For this reason, all caches had to be limited in size.
LinkedHashMap, Guava, EhCache
We measured three caches with a maximum size fixed to 200000 elements.
Executing step: [LinkedHashMap] Finished step. Word source: Cached manually - LimitedLinkedHashMap. Processor: Simple processor Word source statistics: Hit count: 10189804, miss count: 1810196 Speed: 184842.88 rows/sec
Executing step: [Guava] Finished step. Word source: Cached manually - Guava. Processor: Simple processor Word source statistics: CacheStats{hitCount=10190217, missCount=1809783} Speed: 135722.04 rows/sec
Executing step: [EhCache] Finished step. Word source: Cached manually - EhCache. Processor: Simple processor Word source statistics: Hits: 10297676 Misses: 1702324 Speed: 117240.17 rows/sec
All of them obviously performed worse, than an unlimited map.
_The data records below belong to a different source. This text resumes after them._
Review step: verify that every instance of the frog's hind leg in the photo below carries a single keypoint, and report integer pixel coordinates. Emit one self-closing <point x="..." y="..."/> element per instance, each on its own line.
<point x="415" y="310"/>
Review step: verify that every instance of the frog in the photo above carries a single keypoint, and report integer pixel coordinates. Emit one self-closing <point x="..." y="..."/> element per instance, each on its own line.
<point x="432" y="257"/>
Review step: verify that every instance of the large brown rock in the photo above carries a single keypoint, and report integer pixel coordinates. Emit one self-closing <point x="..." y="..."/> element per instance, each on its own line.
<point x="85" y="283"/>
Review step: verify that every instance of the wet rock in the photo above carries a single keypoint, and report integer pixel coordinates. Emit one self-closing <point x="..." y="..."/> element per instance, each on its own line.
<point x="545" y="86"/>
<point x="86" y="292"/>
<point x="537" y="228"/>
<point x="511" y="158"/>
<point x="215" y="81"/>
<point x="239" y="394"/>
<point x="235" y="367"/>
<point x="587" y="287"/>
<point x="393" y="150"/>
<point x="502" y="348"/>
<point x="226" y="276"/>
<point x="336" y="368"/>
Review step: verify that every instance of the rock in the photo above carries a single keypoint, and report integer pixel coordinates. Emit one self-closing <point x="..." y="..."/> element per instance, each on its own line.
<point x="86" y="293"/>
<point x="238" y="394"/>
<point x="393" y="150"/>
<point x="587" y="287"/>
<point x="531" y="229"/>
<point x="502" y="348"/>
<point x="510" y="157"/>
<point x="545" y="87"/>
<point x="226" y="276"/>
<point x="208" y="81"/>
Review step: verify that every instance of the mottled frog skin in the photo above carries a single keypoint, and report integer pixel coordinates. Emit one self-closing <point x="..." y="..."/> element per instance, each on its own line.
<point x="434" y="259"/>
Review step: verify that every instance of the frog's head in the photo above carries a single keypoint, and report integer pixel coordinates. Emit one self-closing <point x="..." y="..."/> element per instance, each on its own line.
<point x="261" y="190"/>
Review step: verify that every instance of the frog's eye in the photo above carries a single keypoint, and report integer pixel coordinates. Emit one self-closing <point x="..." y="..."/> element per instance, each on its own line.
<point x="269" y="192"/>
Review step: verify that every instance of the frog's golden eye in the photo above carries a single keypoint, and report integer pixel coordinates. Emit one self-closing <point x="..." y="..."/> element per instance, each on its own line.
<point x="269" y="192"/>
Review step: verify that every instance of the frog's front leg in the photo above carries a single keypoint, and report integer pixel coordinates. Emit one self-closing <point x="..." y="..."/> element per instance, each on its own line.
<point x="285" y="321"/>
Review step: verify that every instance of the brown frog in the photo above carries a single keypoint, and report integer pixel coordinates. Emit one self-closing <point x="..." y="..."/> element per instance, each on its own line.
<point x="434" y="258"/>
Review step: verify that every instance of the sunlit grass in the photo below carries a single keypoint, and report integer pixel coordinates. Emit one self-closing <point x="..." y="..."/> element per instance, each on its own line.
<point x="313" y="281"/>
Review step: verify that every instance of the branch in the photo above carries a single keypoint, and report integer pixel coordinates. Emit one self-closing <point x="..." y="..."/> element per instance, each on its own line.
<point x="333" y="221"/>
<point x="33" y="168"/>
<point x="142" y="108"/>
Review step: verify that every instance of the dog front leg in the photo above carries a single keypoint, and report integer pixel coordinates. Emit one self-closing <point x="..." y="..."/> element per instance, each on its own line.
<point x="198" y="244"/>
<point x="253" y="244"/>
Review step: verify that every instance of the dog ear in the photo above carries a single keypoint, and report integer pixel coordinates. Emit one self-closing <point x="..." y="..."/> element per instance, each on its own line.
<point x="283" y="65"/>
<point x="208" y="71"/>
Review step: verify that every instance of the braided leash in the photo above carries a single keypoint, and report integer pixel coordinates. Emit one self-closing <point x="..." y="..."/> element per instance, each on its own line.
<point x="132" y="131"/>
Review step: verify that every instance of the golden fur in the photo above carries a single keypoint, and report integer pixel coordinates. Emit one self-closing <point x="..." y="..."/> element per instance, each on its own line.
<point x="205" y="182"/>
It would be interested to see, why Guava and EhCache performed worse than LinkedHashMap
.
LinkedHashMap(smart)
You might have already observed, that the function (Word number) -> Word
is not the ideal candidate for caching. After all, we are not interested in the Word itself. We only need its hashcode. In light of this, this step uses LinkedHashMap
, but with capacity 20 times larger than other caches. We can afford this size, because instead of long strings, we cache only simple integers.
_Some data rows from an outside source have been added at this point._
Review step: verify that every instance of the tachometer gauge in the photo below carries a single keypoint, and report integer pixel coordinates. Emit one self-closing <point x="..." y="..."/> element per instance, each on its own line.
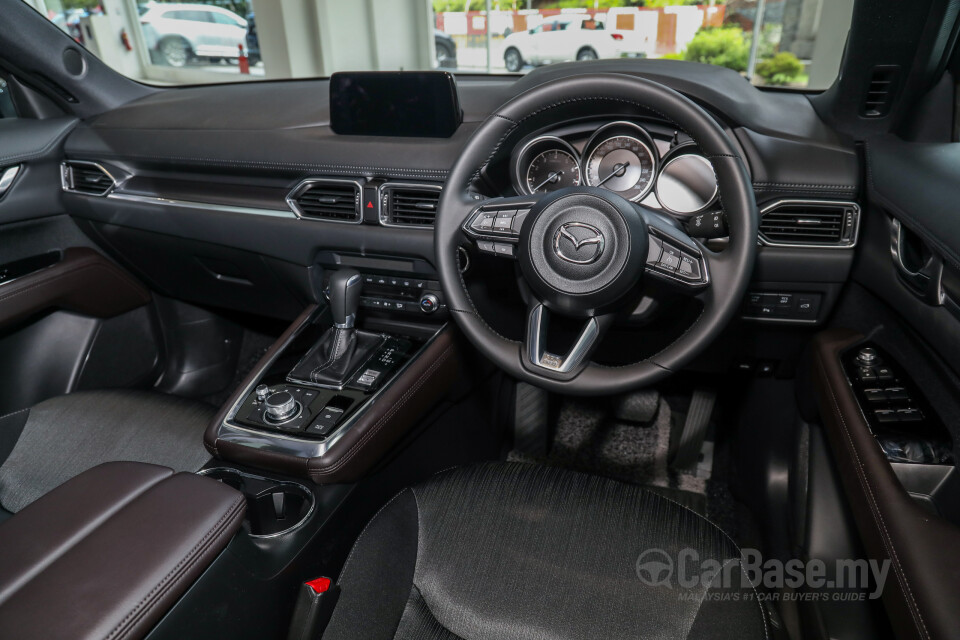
<point x="551" y="170"/>
<point x="545" y="164"/>
<point x="620" y="158"/>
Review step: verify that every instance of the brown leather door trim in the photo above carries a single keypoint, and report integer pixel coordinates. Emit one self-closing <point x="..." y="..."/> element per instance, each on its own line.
<point x="83" y="281"/>
<point x="922" y="599"/>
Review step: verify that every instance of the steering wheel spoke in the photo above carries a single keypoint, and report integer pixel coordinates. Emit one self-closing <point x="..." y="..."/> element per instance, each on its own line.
<point x="494" y="225"/>
<point x="674" y="259"/>
<point x="546" y="363"/>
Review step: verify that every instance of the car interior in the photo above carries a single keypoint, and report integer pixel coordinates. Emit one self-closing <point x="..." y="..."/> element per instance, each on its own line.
<point x="433" y="355"/>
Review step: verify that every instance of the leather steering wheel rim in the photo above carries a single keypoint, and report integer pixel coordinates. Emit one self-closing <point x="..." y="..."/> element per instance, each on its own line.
<point x="729" y="269"/>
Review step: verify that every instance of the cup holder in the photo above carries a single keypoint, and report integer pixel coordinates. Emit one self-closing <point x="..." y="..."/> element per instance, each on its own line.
<point x="274" y="507"/>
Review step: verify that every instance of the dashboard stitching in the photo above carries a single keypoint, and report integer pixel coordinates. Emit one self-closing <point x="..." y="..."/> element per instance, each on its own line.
<point x="281" y="165"/>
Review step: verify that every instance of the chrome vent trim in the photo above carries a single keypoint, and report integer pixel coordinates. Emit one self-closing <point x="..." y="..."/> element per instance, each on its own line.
<point x="327" y="199"/>
<point x="87" y="178"/>
<point x="829" y="224"/>
<point x="409" y="204"/>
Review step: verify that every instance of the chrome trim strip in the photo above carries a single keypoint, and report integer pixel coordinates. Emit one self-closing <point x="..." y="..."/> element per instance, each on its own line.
<point x="303" y="520"/>
<point x="66" y="177"/>
<point x="205" y="206"/>
<point x="304" y="184"/>
<point x="843" y="244"/>
<point x="291" y="445"/>
<point x="381" y="210"/>
<point x="536" y="343"/>
<point x="9" y="175"/>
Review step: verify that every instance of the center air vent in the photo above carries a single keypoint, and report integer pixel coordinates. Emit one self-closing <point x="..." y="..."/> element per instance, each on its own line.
<point x="810" y="223"/>
<point x="409" y="205"/>
<point x="334" y="200"/>
<point x="89" y="178"/>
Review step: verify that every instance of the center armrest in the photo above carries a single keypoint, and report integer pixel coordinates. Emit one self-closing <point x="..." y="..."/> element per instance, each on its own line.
<point x="107" y="553"/>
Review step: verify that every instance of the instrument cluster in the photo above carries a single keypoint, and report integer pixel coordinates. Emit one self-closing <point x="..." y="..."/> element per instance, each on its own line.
<point x="656" y="169"/>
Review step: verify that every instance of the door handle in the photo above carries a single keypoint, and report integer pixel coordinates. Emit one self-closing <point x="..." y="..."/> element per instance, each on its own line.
<point x="918" y="267"/>
<point x="7" y="177"/>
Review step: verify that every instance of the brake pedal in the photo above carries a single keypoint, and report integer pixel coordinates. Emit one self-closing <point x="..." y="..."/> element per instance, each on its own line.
<point x="687" y="454"/>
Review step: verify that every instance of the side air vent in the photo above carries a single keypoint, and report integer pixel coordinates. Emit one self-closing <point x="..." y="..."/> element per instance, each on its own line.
<point x="89" y="178"/>
<point x="817" y="223"/>
<point x="881" y="91"/>
<point x="409" y="205"/>
<point x="333" y="200"/>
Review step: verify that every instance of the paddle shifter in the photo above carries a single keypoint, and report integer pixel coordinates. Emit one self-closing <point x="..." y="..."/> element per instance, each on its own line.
<point x="342" y="348"/>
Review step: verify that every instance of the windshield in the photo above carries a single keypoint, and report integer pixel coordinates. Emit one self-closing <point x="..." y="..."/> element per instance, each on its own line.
<point x="781" y="43"/>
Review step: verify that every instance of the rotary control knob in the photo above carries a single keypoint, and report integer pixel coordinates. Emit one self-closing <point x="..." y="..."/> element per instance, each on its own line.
<point x="429" y="303"/>
<point x="280" y="406"/>
<point x="868" y="357"/>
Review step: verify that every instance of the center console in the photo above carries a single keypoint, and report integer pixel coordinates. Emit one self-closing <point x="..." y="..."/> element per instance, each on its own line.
<point x="337" y="389"/>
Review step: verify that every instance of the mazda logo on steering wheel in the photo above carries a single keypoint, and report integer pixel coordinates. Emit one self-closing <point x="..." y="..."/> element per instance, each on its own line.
<point x="578" y="243"/>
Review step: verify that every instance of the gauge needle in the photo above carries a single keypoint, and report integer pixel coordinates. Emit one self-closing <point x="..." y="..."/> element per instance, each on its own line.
<point x="618" y="170"/>
<point x="553" y="177"/>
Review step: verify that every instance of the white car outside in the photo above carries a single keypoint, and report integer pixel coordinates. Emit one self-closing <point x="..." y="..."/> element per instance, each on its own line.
<point x="179" y="33"/>
<point x="564" y="38"/>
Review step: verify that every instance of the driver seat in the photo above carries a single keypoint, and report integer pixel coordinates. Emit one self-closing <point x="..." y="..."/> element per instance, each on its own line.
<point x="518" y="551"/>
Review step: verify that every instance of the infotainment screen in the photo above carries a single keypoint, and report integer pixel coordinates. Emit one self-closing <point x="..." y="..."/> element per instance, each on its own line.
<point x="394" y="103"/>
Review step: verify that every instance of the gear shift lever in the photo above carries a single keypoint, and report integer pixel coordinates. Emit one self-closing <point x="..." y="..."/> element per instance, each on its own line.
<point x="345" y="286"/>
<point x="342" y="348"/>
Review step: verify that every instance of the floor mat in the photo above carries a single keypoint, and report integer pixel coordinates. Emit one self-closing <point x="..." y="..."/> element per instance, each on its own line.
<point x="593" y="437"/>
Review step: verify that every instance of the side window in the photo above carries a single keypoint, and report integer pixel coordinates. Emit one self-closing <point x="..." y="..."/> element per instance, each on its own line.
<point x="219" y="18"/>
<point x="7" y="109"/>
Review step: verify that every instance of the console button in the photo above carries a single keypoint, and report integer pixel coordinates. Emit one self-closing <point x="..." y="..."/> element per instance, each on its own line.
<point x="884" y="373"/>
<point x="326" y="421"/>
<point x="897" y="394"/>
<point x="910" y="414"/>
<point x="884" y="416"/>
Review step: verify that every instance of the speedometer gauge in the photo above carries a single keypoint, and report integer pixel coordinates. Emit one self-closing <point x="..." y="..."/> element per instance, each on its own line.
<point x="551" y="170"/>
<point x="620" y="158"/>
<point x="545" y="164"/>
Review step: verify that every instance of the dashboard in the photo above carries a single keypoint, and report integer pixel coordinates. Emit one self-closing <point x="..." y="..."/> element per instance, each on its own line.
<point x="647" y="163"/>
<point x="208" y="173"/>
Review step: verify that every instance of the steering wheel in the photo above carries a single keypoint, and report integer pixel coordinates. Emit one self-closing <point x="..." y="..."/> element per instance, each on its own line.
<point x="584" y="252"/>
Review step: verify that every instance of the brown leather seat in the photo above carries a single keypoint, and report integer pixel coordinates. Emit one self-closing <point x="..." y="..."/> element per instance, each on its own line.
<point x="106" y="554"/>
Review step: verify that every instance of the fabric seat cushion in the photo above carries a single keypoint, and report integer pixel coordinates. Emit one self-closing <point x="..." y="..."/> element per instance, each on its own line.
<point x="527" y="552"/>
Executing step: [LinkedHashMap(smart)] Finished step. Word source: Plain generator. Processor: Cached processor Word source statistics: No statistics Processor statistics: Hit count: 11154589, miss count: 845411 Speed: 448833.03 rows/sec
As expected, this strategy enabled highest speed.
HashMap(soft)
This step is using a very unusual cache. It is again a simple unlimited HashMap
, but referenced using Java’s SoftReference
. Let’s execute it using -Xmx128m
:
Executing step: [HashMap(soft)] Cache has been garbage collected. Creating empty one. Cache has been garbage collected. Creating empty one. Cache has been garbage collected. Creating empty one. Cache has been garbage collected. Creating empty one. Cache has been garbage collected. Creating empty one. Cache has been garbage collected. Creating empty one. Cache has been garbage collected. Creating empty one. ----------------------------------------------------------------------- Finished step. Word source: Cached manually - HashMap - soft reference GC count: 7 . Processor: Simple processor Word source statistics: Garbage collected: 7 times. Last cache statistics: Hit count: 360050, miss count: 122464 Speed: 172324.66 rows/sec
Usage of SoftReference
allowed JVM to garbage collected the whole HashMap
. When we found out, we simply created a new empty one. It happened 7 times and we still got a slightly better performance than with Guava or EhCache.
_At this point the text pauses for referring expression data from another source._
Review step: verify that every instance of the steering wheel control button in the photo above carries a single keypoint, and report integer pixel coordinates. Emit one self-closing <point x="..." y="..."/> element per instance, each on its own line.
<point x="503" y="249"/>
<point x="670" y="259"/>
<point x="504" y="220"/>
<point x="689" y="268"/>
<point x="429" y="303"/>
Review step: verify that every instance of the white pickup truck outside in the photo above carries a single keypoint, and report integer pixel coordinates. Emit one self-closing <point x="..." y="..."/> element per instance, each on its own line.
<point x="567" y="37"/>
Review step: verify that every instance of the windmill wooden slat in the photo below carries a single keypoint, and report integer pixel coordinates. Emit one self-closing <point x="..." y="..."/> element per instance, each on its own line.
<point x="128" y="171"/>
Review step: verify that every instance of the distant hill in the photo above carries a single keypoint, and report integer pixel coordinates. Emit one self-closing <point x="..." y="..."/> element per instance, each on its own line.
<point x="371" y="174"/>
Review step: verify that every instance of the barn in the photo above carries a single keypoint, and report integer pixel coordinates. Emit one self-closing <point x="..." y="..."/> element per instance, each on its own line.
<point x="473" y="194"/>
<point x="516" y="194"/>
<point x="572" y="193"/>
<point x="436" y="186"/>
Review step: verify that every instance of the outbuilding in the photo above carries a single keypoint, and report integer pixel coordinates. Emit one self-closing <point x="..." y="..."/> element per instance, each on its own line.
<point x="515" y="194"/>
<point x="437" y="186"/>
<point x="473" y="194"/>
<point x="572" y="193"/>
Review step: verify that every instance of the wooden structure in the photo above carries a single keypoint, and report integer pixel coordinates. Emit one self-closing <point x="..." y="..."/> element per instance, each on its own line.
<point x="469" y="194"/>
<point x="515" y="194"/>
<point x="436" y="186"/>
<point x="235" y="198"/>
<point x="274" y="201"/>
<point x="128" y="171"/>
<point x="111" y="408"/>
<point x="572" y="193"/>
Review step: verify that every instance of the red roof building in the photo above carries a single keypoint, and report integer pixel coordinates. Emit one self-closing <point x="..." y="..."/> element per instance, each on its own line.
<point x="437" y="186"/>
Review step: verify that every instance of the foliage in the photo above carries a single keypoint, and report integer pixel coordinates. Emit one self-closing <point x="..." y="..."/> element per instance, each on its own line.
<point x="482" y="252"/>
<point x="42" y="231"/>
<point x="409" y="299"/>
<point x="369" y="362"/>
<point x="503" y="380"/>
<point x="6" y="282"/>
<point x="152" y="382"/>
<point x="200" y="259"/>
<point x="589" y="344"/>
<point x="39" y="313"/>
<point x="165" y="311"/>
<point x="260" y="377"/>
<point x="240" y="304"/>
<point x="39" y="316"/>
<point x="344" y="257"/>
We used this strategy frequently, mostly for defensive reasons. As already mentioned, an OOME crashed whole infrastructure and this was the way how to prevent it. We made educated guesses on how large caches we could afford and we adjusted these estimates further during runtime.
You might ask yourself, why not wrap every value in a separate soft reference. Java comes with a WeakHashMap
but not with a SoftHashMap
. Guava’s CacheBuilder
comes with option for soft values. This approach is not recommended for our use case. A huge number of soft references comes with performance hits. It is therefor preferable to soft reference whole segments of cache or the whole cache itself.
Conclusion
We explored a type of batch application, which processes a huge number of very small input records. We showed, that the most efficient caching can be achieved by avoiding any kinds of AOP proxies and by avoiding reflection based key generation.
In scenarios, where input data is transformed several times, it is advisable to put cache around function compositions, which have smallest possible key sizes and smallest possible value sizes.
If size of caches cannot be determined exactly to prevent OOME errros, than caches referenced via soft references represent a useful defensive mechanism.